Creio que essa realidade pode mudar justamente com a força do mundo empresarial, que tem pessoas, organização, comunicação e investimento em ações sociais. O trabalho voluntário demanda enorme compreensão de gestão para que seja contínuo; precisa ser desenvolvido de forma racional, ter resultados mensuráveis, ser constantemente avaliado e respaldado por indicadores – exatamente como fazem as empresas.  Além do ambiente corporativo, por sua vez, ter enorme potencial aglutinador, capaz de despertar a transformação de muitos “solidários” em “voluntários”.
A experiência nos mostra isso. Desde 2014 a MRV&CO decidiu fomentar o voluntariado corporativo entre seus colaboradores, com o Instituto MRV, e o incentivo já soma mais de 4,2 mil participações.
A crescente preocupação com a agenda ESG, tendo o voluntariado um aliado estratégico no eixo “S”, é fator importante nessa conjuntura e deve servir para acelerar esse processo – assim esperamos e torcemos.
Até lá, cabe enaltecer essa minoria de abnegados da pátria, nossos voluntários.
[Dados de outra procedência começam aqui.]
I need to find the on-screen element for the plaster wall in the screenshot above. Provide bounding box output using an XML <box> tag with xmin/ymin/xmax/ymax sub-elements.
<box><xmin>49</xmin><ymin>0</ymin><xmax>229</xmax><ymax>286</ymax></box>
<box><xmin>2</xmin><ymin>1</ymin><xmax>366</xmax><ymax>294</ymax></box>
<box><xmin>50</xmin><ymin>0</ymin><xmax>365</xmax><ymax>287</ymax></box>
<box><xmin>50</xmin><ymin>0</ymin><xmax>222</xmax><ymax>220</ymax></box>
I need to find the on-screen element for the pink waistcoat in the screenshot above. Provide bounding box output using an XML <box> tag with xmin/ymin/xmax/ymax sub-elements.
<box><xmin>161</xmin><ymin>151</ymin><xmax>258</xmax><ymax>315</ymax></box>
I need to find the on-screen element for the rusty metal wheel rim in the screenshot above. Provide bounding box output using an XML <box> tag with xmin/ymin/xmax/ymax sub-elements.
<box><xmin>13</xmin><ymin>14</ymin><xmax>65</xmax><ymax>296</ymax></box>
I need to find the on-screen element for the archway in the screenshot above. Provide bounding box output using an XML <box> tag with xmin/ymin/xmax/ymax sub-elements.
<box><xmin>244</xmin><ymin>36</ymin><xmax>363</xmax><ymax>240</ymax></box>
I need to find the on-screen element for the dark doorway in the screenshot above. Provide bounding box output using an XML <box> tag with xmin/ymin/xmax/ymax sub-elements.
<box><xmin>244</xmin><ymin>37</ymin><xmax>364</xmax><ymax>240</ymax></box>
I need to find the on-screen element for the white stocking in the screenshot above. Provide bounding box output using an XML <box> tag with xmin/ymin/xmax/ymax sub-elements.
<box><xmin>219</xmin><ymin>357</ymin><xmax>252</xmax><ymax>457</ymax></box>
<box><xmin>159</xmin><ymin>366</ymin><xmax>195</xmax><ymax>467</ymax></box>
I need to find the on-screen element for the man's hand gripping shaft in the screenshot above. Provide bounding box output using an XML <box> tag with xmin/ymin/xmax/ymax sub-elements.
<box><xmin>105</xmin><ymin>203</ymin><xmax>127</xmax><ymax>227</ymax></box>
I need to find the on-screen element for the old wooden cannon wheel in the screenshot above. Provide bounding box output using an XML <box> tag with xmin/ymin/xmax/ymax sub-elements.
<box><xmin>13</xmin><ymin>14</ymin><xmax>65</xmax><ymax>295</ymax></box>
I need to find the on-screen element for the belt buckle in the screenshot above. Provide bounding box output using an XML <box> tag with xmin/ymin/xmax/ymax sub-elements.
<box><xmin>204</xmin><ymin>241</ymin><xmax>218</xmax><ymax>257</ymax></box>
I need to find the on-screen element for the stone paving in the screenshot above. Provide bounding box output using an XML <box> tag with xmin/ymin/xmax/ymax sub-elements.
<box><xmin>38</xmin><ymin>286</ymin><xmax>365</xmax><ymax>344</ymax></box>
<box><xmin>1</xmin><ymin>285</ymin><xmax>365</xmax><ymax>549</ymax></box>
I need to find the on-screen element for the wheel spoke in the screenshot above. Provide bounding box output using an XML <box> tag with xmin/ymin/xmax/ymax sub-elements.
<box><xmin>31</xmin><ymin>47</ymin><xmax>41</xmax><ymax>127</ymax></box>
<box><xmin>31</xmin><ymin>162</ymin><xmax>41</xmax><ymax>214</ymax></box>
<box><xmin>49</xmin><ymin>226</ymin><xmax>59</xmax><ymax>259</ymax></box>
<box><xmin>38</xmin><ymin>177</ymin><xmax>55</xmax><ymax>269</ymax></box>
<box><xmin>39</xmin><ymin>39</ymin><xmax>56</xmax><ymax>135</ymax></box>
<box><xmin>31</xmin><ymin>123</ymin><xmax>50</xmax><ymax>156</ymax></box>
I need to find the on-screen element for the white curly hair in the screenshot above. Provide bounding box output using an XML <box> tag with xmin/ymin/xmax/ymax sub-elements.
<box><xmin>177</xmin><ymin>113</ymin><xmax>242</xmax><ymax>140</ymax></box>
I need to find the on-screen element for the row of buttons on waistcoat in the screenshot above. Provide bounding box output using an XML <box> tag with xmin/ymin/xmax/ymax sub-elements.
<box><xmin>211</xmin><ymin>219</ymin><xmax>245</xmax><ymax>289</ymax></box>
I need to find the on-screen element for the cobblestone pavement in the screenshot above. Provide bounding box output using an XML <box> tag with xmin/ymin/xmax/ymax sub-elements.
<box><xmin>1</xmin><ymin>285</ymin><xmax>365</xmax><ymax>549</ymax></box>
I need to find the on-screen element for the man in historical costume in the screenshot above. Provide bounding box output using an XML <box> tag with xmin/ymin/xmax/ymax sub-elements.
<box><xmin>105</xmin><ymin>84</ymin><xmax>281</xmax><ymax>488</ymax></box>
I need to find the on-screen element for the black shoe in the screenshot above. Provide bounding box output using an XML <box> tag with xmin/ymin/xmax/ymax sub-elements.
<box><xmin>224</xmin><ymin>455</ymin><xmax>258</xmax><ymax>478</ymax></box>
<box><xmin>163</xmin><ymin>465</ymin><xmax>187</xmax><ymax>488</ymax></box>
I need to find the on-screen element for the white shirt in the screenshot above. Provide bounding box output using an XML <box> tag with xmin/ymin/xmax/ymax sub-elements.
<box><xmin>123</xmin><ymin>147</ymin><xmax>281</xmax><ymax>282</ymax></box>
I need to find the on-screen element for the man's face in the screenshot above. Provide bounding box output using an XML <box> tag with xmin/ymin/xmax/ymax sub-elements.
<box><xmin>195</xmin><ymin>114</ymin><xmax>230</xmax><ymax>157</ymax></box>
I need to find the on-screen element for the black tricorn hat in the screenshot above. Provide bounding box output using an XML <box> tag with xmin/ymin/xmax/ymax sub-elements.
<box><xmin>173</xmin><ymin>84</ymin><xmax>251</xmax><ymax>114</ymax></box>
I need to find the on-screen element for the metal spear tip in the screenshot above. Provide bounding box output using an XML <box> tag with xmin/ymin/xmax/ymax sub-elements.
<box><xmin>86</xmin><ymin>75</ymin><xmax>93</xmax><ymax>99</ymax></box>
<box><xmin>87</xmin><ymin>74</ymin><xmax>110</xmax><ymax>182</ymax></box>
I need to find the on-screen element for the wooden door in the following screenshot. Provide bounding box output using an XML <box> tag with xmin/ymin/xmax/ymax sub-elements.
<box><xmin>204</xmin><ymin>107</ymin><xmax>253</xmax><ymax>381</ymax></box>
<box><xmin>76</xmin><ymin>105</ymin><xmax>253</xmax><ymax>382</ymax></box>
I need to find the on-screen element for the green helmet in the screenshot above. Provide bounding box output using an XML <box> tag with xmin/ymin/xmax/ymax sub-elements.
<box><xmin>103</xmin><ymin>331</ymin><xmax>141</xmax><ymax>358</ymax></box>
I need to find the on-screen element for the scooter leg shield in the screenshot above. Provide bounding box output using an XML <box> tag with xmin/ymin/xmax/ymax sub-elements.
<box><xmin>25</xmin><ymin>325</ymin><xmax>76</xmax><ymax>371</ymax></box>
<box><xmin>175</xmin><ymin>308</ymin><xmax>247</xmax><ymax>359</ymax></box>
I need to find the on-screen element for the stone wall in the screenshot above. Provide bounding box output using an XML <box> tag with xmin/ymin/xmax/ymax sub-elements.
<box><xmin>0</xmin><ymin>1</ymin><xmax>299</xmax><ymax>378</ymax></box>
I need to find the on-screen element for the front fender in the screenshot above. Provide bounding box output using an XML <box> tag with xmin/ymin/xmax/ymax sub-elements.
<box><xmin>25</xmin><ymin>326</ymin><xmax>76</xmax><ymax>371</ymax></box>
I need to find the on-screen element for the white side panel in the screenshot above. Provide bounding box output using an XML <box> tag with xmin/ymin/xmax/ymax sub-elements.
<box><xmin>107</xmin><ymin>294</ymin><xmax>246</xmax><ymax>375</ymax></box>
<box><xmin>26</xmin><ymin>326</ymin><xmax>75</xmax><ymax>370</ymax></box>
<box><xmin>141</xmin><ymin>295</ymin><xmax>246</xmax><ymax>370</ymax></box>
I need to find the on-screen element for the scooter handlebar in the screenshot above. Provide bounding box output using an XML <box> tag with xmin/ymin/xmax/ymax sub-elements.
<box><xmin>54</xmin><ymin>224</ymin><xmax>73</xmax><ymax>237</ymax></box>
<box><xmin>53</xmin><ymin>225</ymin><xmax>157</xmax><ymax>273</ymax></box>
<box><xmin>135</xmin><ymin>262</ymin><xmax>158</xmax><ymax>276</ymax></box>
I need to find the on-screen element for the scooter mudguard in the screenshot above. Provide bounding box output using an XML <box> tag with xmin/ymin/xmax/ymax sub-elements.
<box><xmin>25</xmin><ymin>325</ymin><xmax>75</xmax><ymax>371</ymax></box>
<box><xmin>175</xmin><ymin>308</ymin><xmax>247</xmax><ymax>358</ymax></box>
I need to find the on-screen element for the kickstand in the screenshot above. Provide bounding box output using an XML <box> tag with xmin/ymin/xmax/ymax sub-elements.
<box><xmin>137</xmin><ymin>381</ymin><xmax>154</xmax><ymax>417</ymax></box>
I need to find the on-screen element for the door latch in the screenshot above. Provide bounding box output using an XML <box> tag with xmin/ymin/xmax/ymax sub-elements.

Em homenagem a eles, que no mês de agosto celebrou o Dia do Voluntariado, relembro uma fábula do sociólogo Herbert de Souza, o inesquecível Betinho, que narra o diálogo entre um beija-flor e um leão, durante um incêndio em uma floresta: O beija-flor ia do rio para o incêndio levando uma gotinha de água no bico. O leão, intrigado, perguntou: “Ô beija-flor, você acha que vai conseguir apagar o incêndio sozinho”? E o beija-flor respondeu: “Não sei se vou conseguir, mas estou fazendo a minha parte”.